First We Take Manhattan. Then We Take Berlin!



Omnieater thought that she would be able to get more written this month, but it has been wash.  I apologize profusely. Moving – in a word – stinks. How do your decide what kitchen equipment to take?  Or do you go minimalist and just take knives? (I don’t know why security doesn’t understand a cook’s relationship to knives.)  And what specialty food should you bring?  The weird stuff or nothing?  And can you get Huitalcoche in Berlin?
            Globalization.  Amazing isn’t it?  We can move from one continent to the other without a second thought.  Forty years ago when my parents just immigrated to the United States, it was good-bye forever.  My grandmother would mail large bags of dried anchovies and ggim (Nori) because my mother complained she couldn’t find any decent ones in the states.  Sushi or short-grain rice could only be found in little cramped Asian grocery stores with dubious hygiene standards.  Not anymore.  In the states, the variety of food is astounding. Fish from Victoria Falls, Chinese pickled beans, berbere spice – you can find it as long as you have Internet access and a post box. You can even get crazy durian at Ranch 99 on the West Coast.
            This all, of course comes at a cost.  Foodies love to rave about the diversity of ethnic foods we have across the world due to globalization, but when you think about the carbon footprint.  Conscience calling – it’s Greenpeace.  Localvores pontificate about the importance of local agriculture, but in January, eating a diet of beets, potatoes and kale is probably will kill your appetite – or will to live.

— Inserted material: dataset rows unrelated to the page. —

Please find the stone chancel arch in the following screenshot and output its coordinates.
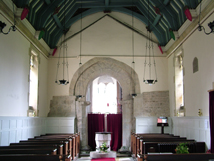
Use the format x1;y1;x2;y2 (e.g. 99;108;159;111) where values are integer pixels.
69;58;140;149
69;58;140;100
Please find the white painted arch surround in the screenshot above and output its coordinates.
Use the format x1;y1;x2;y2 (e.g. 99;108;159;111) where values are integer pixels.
69;57;140;146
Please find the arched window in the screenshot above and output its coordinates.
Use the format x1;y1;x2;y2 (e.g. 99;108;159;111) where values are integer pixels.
192;57;198;73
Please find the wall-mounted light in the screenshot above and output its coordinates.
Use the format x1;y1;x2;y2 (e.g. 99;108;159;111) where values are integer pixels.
38;29;45;40
0;1;16;35
169;28;175;40
21;6;29;20
184;6;192;21
198;0;214;35
0;21;16;35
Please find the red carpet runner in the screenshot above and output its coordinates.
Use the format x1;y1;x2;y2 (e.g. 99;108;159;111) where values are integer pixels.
91;158;115;161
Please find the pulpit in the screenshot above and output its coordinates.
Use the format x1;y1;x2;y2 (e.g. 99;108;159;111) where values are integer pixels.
90;132;117;158
95;132;111;152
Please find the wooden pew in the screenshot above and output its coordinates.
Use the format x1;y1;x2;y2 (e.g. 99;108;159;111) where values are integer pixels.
0;148;57;155
138;153;214;161
10;142;63;155
37;133;80;158
0;154;71;161
131;133;205;156
19;140;68;155
131;133;182;156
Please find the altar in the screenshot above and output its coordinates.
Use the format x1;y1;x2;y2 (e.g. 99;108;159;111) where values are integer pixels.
90;132;117;158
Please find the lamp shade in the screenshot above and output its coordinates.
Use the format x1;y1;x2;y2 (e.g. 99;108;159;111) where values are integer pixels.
169;29;175;40
21;7;29;20
184;6;192;21
52;47;57;56
158;45;163;54
38;30;45;40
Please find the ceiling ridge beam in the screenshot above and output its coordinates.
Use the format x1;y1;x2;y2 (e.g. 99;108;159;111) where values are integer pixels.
166;0;214;57
0;1;49;57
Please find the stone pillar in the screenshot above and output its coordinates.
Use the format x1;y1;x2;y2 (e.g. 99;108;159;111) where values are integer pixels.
76;101;89;149
122;100;133;147
82;104;88;149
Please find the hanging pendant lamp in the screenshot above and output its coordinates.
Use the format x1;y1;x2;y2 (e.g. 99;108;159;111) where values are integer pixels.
55;2;69;85
131;0;137;98
143;0;157;85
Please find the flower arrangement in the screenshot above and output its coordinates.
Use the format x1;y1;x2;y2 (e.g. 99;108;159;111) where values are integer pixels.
175;143;189;154
97;142;109;153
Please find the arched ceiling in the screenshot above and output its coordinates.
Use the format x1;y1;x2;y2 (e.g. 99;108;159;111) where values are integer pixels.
13;0;201;49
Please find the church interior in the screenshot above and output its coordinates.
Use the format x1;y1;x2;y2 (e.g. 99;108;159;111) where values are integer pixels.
0;0;214;161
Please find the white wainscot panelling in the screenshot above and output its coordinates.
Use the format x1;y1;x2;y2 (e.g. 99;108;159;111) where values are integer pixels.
2;119;10;130
0;117;74;146
136;117;171;133
0;117;45;146
1;131;10;146
46;117;74;133
9;130;16;143
10;120;16;129
172;116;210;149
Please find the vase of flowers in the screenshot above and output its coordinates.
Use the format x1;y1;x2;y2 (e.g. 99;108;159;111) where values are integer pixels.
97;142;109;153
175;143;189;154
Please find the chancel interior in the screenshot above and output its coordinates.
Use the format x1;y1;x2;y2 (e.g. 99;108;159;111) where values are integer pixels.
0;0;214;161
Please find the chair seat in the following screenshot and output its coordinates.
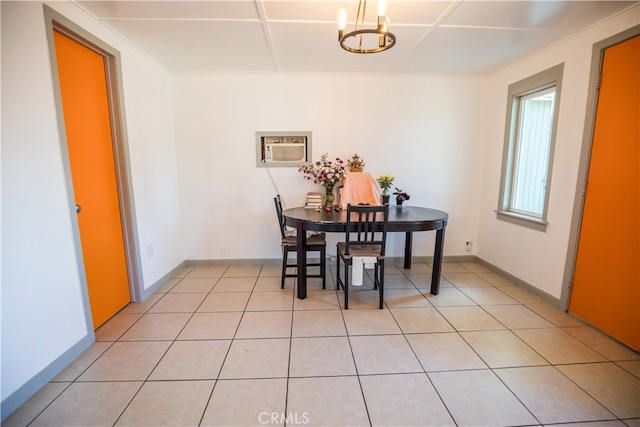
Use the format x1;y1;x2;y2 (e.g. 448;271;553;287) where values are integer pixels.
282;233;327;246
338;242;384;259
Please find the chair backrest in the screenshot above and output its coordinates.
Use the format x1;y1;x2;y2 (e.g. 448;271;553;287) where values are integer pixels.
345;204;389;256
273;194;286;239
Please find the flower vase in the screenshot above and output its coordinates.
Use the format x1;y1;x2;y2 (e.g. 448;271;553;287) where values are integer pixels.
322;187;335;212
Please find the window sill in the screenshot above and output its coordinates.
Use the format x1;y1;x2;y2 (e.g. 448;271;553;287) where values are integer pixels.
496;211;549;232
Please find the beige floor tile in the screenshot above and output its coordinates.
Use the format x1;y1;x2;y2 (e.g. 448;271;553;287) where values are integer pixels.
116;381;214;427
384;287;433;307
458;262;491;274
458;287;518;306
246;290;293;311
443;272;491;288
155;278;182;294
499;286;544;304
390;307;454;334
438;306;505;331
440;262;469;274
96;313;142;342
293;290;342;310
558;363;640;418
494;366;614;424
120;313;191;341
287;376;369;427
260;262;282;280
222;265;262;279
338;285;380;310
120;293;162;314
211;276;257;293
342;308;402;336
198;292;251;312
149;340;231;380
2;382;70;427
475;270;515;287
169;277;218;293
78;341;171;381
219;339;289;379
184;265;228;278
253;274;282;292
178;311;242;340
30;381;142;427
513;328;606;365
563;326;640;360
483;304;555;329
236;311;293;338
291;310;347;337
616;360;640;378
289;337;356;377
201;378;288;427
407;333;487;372
147;292;207;313
52;342;112;381
360;373;455;426
526;302;585;328
407;273;453;293
394;261;431;277
460;330;548;368
423;287;476;307
384;274;416;291
428;369;538;426
349;335;424;375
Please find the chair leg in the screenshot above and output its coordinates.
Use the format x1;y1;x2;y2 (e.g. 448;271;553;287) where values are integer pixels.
376;261;384;309
320;247;327;289
344;262;349;310
280;248;289;289
336;251;340;289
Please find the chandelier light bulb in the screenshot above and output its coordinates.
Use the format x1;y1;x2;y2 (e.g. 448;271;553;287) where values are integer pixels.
378;0;387;16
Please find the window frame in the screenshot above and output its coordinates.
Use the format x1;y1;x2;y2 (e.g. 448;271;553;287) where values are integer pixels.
496;63;564;231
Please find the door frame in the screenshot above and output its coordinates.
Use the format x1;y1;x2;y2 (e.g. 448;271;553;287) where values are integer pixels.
43;5;143;333
560;25;640;311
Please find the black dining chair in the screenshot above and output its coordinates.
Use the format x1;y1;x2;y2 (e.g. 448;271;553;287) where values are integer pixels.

            Can the foodie and the locavore ever meet? They are not mutually exclusive, but here’s the ethical dilemma: 
           
What does it mean to eat well?

According to Max Weber, the German social theorist, we must accept a modernity in which research and science tells us nothing about our values.  We still must determine them ourselves.  For the foodie and the localvore, there must be a middle ground – the earth depends on it.  Only we have the power to determine how we get there.